Tomorrow we’ll tell more people about Annie Ernaux*:

“the death at sixteen of the common black-and-white cat, who had returned after years of obese bumbling to the frailty of the photo from the winter of 1992. She covered the cat with earth from the garden during the heat wave while the neighbours jumped screaming into their pool. With this gesture that she had never performed before she felt as if she were burying all the people in her life who had died, her parents, the last aunt on her mother’s side, the older man who’d been her first lover after the divorce, and had remained a friend and died of a heart attack two summers earlier – a burial that foreshadowed her own.

These events, happy or sad, when she compares them to others that happened long ago, do not at all seem to have modified her ways of thinking, tastes, or interests, which became settled when she was about fifty in a kind of inner solidification. The series of gaps that separate all the past versions of herself ends there. What has most changed in her is the perception of time and her own location within it.  And so she realizes with amazement that back when she was asked to do dictations from Colette at school, the author was still alive, and that her grandmother, who was twelve when Victor Hugo died, must have had a day off school on account off the funeral (but by then she already worked in the fields, no doubt). And while the loss of her parents grows more and more distant in time (twenty and forty years ago now), and nothing in her way of living or thinking resembles theirs (indeed hers would ‘make them turn over in their graves’), she feels she is drawing closer to them.  As the time ahead objectively decreases, the time behind her stretches farther and farther back, to long before birth, and ahead to a time after her death. She imagines people saying, perhaps in thirty or forty years, that she was alive for the Algerian War, just as they used to say of her great-grandparents ‘they were alive for the War of 1870’.

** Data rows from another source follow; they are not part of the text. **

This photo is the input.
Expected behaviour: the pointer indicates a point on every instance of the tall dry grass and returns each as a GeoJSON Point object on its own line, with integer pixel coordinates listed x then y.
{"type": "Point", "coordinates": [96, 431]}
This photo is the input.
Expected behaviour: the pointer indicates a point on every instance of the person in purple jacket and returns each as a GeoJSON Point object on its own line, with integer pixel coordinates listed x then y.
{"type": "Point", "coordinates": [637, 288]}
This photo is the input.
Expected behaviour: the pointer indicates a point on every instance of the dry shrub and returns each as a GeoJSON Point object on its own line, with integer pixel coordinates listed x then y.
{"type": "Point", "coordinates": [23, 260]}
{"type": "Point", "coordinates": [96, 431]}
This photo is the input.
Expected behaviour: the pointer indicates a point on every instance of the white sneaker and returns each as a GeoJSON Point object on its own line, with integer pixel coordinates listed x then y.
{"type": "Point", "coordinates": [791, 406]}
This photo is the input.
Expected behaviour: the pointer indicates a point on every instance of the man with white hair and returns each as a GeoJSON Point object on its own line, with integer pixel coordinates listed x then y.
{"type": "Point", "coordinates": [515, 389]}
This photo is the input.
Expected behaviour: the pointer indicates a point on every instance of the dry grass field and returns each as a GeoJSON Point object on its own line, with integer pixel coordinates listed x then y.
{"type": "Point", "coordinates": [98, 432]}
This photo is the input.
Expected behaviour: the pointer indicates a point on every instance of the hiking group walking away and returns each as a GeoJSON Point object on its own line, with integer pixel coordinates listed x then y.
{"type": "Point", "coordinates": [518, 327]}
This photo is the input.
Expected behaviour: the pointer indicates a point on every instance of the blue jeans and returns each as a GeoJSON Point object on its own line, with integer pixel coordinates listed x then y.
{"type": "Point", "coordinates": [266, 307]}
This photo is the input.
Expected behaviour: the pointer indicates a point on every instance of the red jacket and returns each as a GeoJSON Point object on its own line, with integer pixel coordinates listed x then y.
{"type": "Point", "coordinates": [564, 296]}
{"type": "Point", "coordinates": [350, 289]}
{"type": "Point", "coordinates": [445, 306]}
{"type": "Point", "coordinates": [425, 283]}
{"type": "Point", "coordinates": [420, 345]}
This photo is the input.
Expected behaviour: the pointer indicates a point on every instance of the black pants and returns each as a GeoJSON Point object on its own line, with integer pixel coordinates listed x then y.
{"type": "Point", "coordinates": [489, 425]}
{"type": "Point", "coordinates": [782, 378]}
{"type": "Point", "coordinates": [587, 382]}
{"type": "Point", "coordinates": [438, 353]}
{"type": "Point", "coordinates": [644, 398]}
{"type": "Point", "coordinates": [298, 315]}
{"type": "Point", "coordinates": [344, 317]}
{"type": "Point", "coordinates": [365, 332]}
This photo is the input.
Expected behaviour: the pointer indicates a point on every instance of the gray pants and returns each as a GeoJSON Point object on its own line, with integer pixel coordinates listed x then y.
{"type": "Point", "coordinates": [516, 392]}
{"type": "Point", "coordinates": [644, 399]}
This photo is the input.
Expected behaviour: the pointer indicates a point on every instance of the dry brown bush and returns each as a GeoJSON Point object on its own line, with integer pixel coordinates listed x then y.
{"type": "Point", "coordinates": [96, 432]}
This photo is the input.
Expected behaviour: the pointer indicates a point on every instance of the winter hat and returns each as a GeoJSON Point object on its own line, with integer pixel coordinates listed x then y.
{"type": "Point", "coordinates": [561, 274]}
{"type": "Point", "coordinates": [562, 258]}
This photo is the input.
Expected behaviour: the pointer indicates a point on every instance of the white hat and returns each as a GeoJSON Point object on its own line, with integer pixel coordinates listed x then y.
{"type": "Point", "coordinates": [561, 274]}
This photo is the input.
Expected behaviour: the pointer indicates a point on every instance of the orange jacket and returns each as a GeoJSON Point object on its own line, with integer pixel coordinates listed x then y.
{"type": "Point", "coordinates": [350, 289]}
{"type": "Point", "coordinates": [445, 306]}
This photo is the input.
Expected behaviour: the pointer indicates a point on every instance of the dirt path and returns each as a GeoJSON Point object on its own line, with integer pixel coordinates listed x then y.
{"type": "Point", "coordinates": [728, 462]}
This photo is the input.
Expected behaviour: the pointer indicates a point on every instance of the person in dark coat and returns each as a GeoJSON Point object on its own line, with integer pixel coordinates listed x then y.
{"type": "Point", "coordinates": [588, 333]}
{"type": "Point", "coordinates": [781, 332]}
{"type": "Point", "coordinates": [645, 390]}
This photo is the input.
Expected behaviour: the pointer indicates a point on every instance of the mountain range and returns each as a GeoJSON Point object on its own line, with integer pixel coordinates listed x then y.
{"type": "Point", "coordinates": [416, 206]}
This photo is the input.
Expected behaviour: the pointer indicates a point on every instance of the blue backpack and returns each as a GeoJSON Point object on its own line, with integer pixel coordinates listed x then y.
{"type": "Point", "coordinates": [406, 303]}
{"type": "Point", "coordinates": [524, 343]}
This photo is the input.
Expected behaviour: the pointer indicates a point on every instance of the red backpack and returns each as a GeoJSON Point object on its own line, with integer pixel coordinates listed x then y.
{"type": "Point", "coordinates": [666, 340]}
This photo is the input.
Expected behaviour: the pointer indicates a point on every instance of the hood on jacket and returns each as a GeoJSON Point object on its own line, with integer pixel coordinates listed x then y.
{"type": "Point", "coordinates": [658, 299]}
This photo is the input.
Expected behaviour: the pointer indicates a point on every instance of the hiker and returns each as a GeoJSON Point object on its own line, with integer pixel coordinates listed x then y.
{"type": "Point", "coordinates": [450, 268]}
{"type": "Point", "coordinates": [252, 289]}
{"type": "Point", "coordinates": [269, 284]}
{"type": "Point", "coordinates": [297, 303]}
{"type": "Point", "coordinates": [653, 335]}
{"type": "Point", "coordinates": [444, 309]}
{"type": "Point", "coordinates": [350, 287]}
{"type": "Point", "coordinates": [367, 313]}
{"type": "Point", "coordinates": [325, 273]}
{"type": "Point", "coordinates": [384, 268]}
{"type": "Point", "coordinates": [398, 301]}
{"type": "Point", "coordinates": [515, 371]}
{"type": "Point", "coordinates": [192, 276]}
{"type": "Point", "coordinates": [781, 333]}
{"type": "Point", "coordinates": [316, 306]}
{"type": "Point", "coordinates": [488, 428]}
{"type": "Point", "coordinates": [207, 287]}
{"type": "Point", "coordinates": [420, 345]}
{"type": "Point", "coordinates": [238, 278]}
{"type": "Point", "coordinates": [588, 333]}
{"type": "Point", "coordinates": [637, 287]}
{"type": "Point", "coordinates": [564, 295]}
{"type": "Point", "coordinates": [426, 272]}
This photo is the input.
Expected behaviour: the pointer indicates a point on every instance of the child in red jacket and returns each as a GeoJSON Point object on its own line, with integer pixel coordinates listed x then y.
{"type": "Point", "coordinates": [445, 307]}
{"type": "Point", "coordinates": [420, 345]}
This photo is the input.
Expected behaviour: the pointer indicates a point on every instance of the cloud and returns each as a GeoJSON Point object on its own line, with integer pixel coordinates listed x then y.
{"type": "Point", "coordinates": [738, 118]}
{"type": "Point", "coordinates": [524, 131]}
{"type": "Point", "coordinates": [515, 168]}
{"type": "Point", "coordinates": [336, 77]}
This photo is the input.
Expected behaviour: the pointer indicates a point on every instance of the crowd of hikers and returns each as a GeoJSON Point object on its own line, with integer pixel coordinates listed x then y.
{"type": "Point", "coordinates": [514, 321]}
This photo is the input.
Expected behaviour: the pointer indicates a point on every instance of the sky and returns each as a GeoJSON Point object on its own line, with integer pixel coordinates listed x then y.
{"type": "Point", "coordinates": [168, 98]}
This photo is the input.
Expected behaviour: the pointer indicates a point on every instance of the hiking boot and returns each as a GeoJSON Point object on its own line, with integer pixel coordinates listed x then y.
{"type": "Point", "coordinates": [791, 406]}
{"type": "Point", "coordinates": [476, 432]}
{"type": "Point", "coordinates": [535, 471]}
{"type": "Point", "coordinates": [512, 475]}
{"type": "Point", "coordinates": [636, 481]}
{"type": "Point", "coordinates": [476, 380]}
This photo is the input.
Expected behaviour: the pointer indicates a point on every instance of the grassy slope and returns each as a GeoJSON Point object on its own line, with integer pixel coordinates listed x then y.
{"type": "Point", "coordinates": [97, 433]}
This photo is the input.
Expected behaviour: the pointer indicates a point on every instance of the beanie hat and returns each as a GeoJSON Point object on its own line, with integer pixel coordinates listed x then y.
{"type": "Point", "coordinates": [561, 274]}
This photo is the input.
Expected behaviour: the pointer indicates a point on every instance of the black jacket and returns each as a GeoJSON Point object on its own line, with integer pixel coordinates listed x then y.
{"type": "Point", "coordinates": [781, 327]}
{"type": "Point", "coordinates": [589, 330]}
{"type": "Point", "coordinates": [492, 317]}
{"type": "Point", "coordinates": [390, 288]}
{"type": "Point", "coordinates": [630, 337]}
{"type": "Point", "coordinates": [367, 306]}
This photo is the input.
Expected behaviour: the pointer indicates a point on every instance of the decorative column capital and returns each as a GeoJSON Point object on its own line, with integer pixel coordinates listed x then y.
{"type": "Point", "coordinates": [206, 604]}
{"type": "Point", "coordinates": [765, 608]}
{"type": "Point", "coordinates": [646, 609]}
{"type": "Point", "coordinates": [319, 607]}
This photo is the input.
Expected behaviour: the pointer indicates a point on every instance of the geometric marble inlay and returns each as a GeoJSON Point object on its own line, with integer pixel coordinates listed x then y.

She has lost her sense of the future, a kind of limitless background on which her actions and gestures were once projected, a waiting for all the good and unknown things that lived inside her as she walked up Boulevard de la Marne to the university in the autumn, or finished the last page of The Mandarins, and, years later, jumped in the Austin Mini after class to fetch the children, and even later, after her divorce and the death of her mother, left for the United States for the first time with L’Amerique by Joe Dassin playing in her head, and up until three years ago, when she threw a coin into the Trevi Fountain and made a wish to return to Rome.

The future is replaced by a sense of urgency that torments her. She is afraid that as she ages her memory will become cloudy and silent, as it was in her first years of life, which she won’t remember anymore. Already when she tries to recall her colleagues from the lycée in the mountains where she taught for two years, she sees silhouettes and faces, some with extreme precision, but she cannot possibly ‘put a name to them’. She tries desperately to retrieve the missing name, match the name with the person, join the separate halves. Maybe one day all things and their names will slip out of alignment and she’ll no longer be able to put words to reality. All that will remain is the reality that cannot be spoken. Now’s the time to give form to her future absence through writing, start the book, still a draft of thousands of notes, which has lived in parallel to her existence for the past twenty years and is thus obliged to cover a longer and longer time.” 

Annie Ernaux, The Years, p 221 – 223, Fitzcarraldo Editions 2018. (Translation: Alison L. Strayer, 2017.)

*Tim Etchells told us about this book. Good call too, Tim.